Last night, I was determined not to get wound up about CDave and his neither-here-nor-there email. He mentioned that his internet access was going to be limited, but I wrote him back instead of calling (I hate the phone, except to talk to my mother and make plans). I decided I would show a little more enthusiasm in my note and mentioned that I had a lot of fun on Friday and would like to do it again (interpret "it" as you will). I knew it could be a couple of days before I heard from him, and in the meantime I was keeping part of my weekend open, just in case.
In the pick-up community there is something known as "oneitis", which is when you get hung up on a single person. Sometimes oneitis leads to a relationship and other times it leads to a big wad of misery.
I felt the beginning symptoms of oneitis toward CDave appear, and I decided to take action to calm my neurotic little heart. I excercised. I meditated. I went back online and wrote to a couple of men. I have a date with a new one tomorrow. Oneitis symptoms cured.
This is where stamina comes in. Dating is, in some ways, like long-distance running. Things will go and go and go, uphill and downhill. Sooner or later, you may get a stitch in your side. You can give up at the first sign of discomfort or you can suck it up and run through the pain. Dating is all about running through the pain. If you get a little hurt and give up right away, chances are, you'll end up feeling depressed, jaded, and lonely. You also might close yourself off to potential romantic opportunities by giving up too soon.
Belive me, I've been there. I got worn out and busied myself with other social activities, proclaiming myself to be on a "break from dating". Now, I honestly believe that if a woman truly wants to find a man, whether to get a little action or find a boyfriend, breaks should be as infrequent as possible. You have to keep on going. Last week, I got two emails from guys rejecting me. If I didn't keep going, I wouldn't have had my awesome date with CDave on Friday, or my crazy make-out-filled Saturday night. A couple of weeks ago, my friends and I ended up at a party with no prospects. If we gave up, the night would have been a washout. Instead, I insisted we go to a bar. And when that bar didn't pan out, we went to another one. And another one. Finally, at the third bar we met hot guys.
This is where confidence comes in. When I say confidence, I mean in yourself and in your circumstances. If you want to find someone that will value you, you have to believe you're worth something to begin with. PUAs call this "inner game". In the same way that a woman can sense a loser vibe from a man, insecurity and desperation can be picked up by a man. That insecurity and desperation could cause a man to either exploit a woman's weaknesses, or ignore her altogether.
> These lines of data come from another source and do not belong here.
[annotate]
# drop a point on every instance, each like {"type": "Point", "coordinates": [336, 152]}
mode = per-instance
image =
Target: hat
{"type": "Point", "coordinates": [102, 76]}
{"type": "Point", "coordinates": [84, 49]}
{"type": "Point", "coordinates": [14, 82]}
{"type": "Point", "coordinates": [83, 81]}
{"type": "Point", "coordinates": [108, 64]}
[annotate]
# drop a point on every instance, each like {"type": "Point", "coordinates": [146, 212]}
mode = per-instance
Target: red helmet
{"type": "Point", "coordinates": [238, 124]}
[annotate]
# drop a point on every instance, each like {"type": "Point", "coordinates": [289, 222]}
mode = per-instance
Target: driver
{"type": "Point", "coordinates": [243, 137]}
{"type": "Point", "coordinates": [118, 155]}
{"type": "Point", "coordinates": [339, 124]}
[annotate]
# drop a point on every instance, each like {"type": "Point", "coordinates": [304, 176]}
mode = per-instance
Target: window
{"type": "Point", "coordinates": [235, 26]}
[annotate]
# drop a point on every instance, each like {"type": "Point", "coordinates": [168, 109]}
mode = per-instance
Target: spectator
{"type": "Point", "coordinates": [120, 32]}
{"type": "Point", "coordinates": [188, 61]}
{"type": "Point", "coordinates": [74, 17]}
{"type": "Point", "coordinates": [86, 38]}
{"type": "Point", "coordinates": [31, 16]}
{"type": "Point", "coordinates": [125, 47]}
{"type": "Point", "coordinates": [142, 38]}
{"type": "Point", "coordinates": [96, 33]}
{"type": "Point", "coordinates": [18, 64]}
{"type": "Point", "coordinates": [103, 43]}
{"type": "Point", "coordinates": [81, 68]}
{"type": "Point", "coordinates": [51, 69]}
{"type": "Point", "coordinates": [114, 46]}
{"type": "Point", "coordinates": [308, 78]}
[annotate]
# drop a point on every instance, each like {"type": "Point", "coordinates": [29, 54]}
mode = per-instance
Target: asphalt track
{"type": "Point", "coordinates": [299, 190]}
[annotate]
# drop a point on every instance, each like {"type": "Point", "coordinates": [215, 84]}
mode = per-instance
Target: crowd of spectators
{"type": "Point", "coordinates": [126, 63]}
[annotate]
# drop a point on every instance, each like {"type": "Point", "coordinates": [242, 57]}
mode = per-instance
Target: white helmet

Today, I am pretty secure in myself. Ever since I got my ego together and realized my self-worth, my interactions with men have dramaticaly improved. But I don't don't only have confidence in myself, I have confidence in the fact that I will eventually meet someone who is right for me. In the meantime, I'm going to have as much fun as possible (which is a lot) and take whatever adventures life throws my way, instead of pining for The One. Saying "it's never going to happen to me" is easy during the low points, but you have to stifle those feelings if you are going to survive, especially in a city as tough as New York. And once you have that inner game going, you become more approachable. Who do you want to talk to, the depressed person scowling in the corner, or the happy person laughing in the middle of the crowd?
You might be wondering about all the PUA lingo. Well, ever since reading Neil Strauss's The Game and having my own encounter with a pick-up artist last week, I have become more and more captivated by these seduction communities. I have even started a list linking PUA blogs (check them out!). It's tempting to dismiss these guys as players who use evil tricks to get girls into bed. The fact is, if you scratch the surface and get past the pussy-chasing, there are some great techniques both men and women can employ, for dating, or even other aspects of life. Things like being able to start conversations with anyone and honing social skills, dealing with rejection, and making yourself a more charismatic person overall.
Women already employ some of these techniques, without even realizing it. For example, my friend gets a lot of attention when her hair is in braids. This is called "peacocking", a term that's used when personal appearance is altered in a way so as to be a conversation piece (in fact, the PUA I met was wearing a small watchface on a string like a necklace; had I not been too busy trying to expose him as a fraud, I would have commented on it).
I emailed Neil (aka "Style") to share my PUA story and tell him how much I enjoyed the book. I recently received a friendly reply. The PUG (pick-up guru) himself said,
It's not wrong to learn the skills of attraction, but it is wrong to lie to people, lead them on, misrepresent yourself, pretend to be something you're not, etc.
I couldn't agree more. It shouldn't be about manipulation, but self-improvement. Make yourself more engaging and then go out and engage people. Keep knocking down that doubt and all those other emotional hurdles.
Run through the pain and the pain disappears.